Блаженно опустил он веки. А она стояла над ним в своем белом платье, как ангел – ангел-хранитель! – и тревожно вопрошала серебристым голоском: «Ну что, Лушинек? Тебе не лучше?» Горела керосиновая лампа, язычок пламени трепетал и изгибался, и так же трепетала и изгибалась, склоняясь над занемогшим аккомпаниатором, юная певица. Поскрипывая туфлями, ходил из угла в угол насупленный Пиджачок. Одна рука его сидела, как всегда, в кармане брюк – глубоко и надежно сидела, прочно, другой прикрывал зловещий глаз, словно тот мог выстрелить ненароком в расхворавшегося – так некстати! – музыканта. Лушин, однако, не сорвал концерта. Перевернув платок, тихонько носа коснулся, посмотрел, нет ли крови, и, убедившись, что нет, медленно сел.
Сергей Сергеевич остановился. «Может, не будем лучше?» – проворковала Людочка. Так нежно сказала она это, так ласково, с такой трогательной готовностью пожертвовать, если надо, очередным триумфом, что Лушинек тут же поднялся, постоял секунды две-три и осторожно двинулся к сцене. Словно по мосточку шел он. По мокрым досточкам, брошенным поперек реки. К-ов же, глядя на него, вспомнил вдруг реальную вполне речку, через которую Володя Лушин, еще не влюбленный, еще школьник, перебирался когда-то на другой берег. Весна была, вода поднялась, и камни, по которым осенью скакал с портфелем в руке отвергнутый спаситель Тани Варковской, почти все затопило…
То ли с экскурсии возвращались всем классом, то ли с общественных каких работ и, спрямляя дорогу, через парк пошли. К-ов, человек опытный, один из первых форсировал разлившуюся речушку. Во всяком случае, раньше Ви-Вата… Тот не спешил. Пропустив вперед Таню Варковскую, двинулся следом, готовый в любую минуту прийти на помощь. Но помощь не понадобилась. Спокойно, как-то даже задумчиво шла Татьяна, точно не шаткие досточки были под ногами, а твердый настил. Другие девочки повизгивали и пугливо замирали, но все в конце концов благополучно перебрались. Плюхнулся Лушин. Уже возле самого берега, шажка два или три осталось… На бок упал, вскинув руку, кепочка же – та самая, стариковская! – слетела с баклажановидной головы и медленно поплыла среди весеннего сора. Проворно поднявшись, он шагнул было за ней, но поскользнулся и шлепнулся вновь – на глазах всего класса, под дружный хохот, причем будущий биограф его – и апологет! – смеялся если не громче других, то уж и не тише.
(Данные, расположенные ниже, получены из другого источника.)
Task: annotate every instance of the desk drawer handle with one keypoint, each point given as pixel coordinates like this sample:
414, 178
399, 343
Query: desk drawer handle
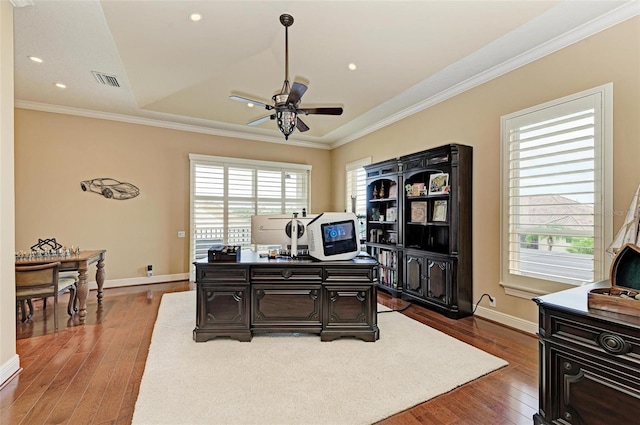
613, 344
Этим своим смехом он как бы отделял себя от опозорившегося соседа: видите, видите, ничего общего нет между нами! – и даже брызги, которые попали на руки его и лицо, весело и небрежно скидывал щелчками.
Домой, разумеется, возвращались порознь. Одно дело – вышагивать рядом с Ви-Ватом – по солнечной улице, обмениваясь неторопливо умными мыслями (несбывшийся сон!), а другое – сопровождать мокрого Лушина, на которого оборачивались, хихикая, девушки… И вдруг – Тортилова дочь навстречу. Замедлила удивленно шаг, встала – К-ов, обходя ее, близко увидел тревожные внимательные глаза. Во двор свернул, а следом – он еще и дверь не успел отпереть – они…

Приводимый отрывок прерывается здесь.